Unidades de menor porte sofrem com a crise; SUS ainda é responsável por maioria dos atendimentos
O Brasil tem cerca de 6.000 hospitais —deles, 4.400 são privados. Mas o SUS responde pela maior parte dos atendimentos hospitalares do país: 302.542 leitos contra 135.481 particulares.
São números que encolheram nesta década. Levantamento do CFM (Conselho Federal de Medicina) mostra redução de 23.600 leitos no SUS de 2010 a 2016 e, desde então, mais 10 mil foram desativados.
A rede privada também sofre: pesquisa da FBH (Federação Brasileira de Hospitais) mostra que há hoje 31.454 leitos a menos que em 2010. São 1.797 hospitais privados que fecharam as portas, 70% deles com até 50 leitos. Como foram abertas 1.367 instituições, são 430 hospitais a menos.
Os gargalos da rede pública são velhos conhecidos: falta de investimento e repasses defasados. O SUS paga cerca de 45% do custo dos procedimentos, segundo o CFM e a FBH.
Em nota, o Ministério da Saúde diz que faz adequações periódicas na Tabela SUS. No ano passado, foram reajustados 79 procedimentos. Desde 2010, foram mais de mil.
Segundo a ANS (Agência Nacional de Saúde Suplementar), o debate sobre modelos de remuneração vem ocorrendo nas principais ações da agência, por meio de grupos de trabalho e pesquisas.

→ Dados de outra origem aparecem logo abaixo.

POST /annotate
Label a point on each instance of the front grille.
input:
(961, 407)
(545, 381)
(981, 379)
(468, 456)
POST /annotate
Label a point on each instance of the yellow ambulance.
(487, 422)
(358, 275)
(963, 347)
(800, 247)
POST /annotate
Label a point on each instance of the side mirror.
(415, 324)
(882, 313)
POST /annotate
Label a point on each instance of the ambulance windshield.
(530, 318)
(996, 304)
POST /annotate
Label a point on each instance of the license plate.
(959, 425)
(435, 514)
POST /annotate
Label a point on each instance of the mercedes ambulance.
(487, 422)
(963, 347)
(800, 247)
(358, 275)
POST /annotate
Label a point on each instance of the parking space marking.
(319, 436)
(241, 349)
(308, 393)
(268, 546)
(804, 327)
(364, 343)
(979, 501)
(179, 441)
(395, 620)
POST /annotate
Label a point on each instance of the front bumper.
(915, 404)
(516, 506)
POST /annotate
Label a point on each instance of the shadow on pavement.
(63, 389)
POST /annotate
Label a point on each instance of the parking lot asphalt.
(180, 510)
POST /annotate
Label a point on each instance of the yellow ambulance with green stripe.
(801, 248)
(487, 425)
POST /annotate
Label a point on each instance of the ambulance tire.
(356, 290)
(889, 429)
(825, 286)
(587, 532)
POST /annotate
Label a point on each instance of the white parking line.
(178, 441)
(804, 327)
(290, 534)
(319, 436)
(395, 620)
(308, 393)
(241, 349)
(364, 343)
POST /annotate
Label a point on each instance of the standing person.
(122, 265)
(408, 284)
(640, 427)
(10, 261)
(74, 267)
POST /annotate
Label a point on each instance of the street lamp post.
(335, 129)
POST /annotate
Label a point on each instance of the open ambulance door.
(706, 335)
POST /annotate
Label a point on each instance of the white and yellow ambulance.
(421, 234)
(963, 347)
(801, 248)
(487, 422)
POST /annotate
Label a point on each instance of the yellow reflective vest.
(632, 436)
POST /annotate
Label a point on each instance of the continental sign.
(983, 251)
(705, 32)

A rede privada de pequeno porte sente o impacto da crise e o encolhimento dos planos de saúde. “Além da questão da escala, o relacionamento com as operadoras e o poder de barganha são menores”, diz Bruno Sobral de Carvalho, consultor responsável pelo estudo da FBH. As pequenas instituições reclamam do prazo para pagamento das operadoras, que chega a 120 dias, e dos contratos pouco flexíveis.
Esses hospitais servem de referência também para atendimentos de alta complexidade do SUS em cidades do interior e são a grande maioria no país. Mais da metade das instituições privadas tem até 50 leitos. Não há sinalização de recuperação no curto prazo, segundo Carvalho. “A perda na rede privada significa 1,7 milhão de internações a menos. Seriam necessários R$ 31 bilhões para reposição.”
Enquanto isso, os investimentos se concentram em hospitais de grandes cidades e de grande porte (mais de 150 leitos). A Anahp (Associação Nacional dos Hospitais Privados) constatou que 49 instituições tiveram aumento de 24% no número de leitos de 2010 a 2017. A associação tem entre seus membros os 103 maiores hospitais do Brasil.
“Essas instituições estão em cidades com economia forte e podem investir porque têm boa carteira de pacientes para explorar”, diz Tércio Kasten, presidente da CNS (Confederação Nacional da Saúde).
É o caso da Rede D’Or, que investirá R$ 1 bilhão até 2019 em três hospitais oncológicos de São Paulo, Rio e Brasília.
Em construção, a unidade brasiliense do Sírio-Libanês deve ficar pronta em novembro e oferecerá 144 leitos ao custo de R$ 260 milhões. No Rio, o CHN (Complexo Hospitalar de Niterói) fez um aporte de mais de R$ 100 milhões, dobrou de tamanho e abriu 194 leitos. O Hospital Alemão Oswaldo Cruz abriu em julho de 2017 a unidade Vergueiro, em São Paulo, com 260 leitos.
O Ministério da Saúde não estabelece número de leitos ideal para o país. Sem índice fixo, a Organização Mundial da Saúde aponta que a média mundial é de 3 leitos por mil habitantes. O Brasil tem 2 leitos para mil habitantes. “A média mundial inclui países bem mais pobres, então nossa taxa está ruim”, diz Carvalho.
“É um índice difícil de se adequar ao grau de complexidade de nosso país”, afirma Jecé Freitas Brandão, do Conselho Federal de Medicina.
Para Ana Maria Malik, coordenadora do FGVSaúde, a discussão não deve estar focada em número de leitos, e sim em gerir melhor os leitos disponíveis, que acabam usados por pacientes que não precisariam estar internados em um modelo único de hospital.
“O Brasil é hospitalocêntrico e sofre deficiência importante em termos de políticas públicas para tratar quem não precisa de hospital”, diz. “É mais razoável aumentar a eficiência das instituições segundo necessidades locais que pensar só em números”.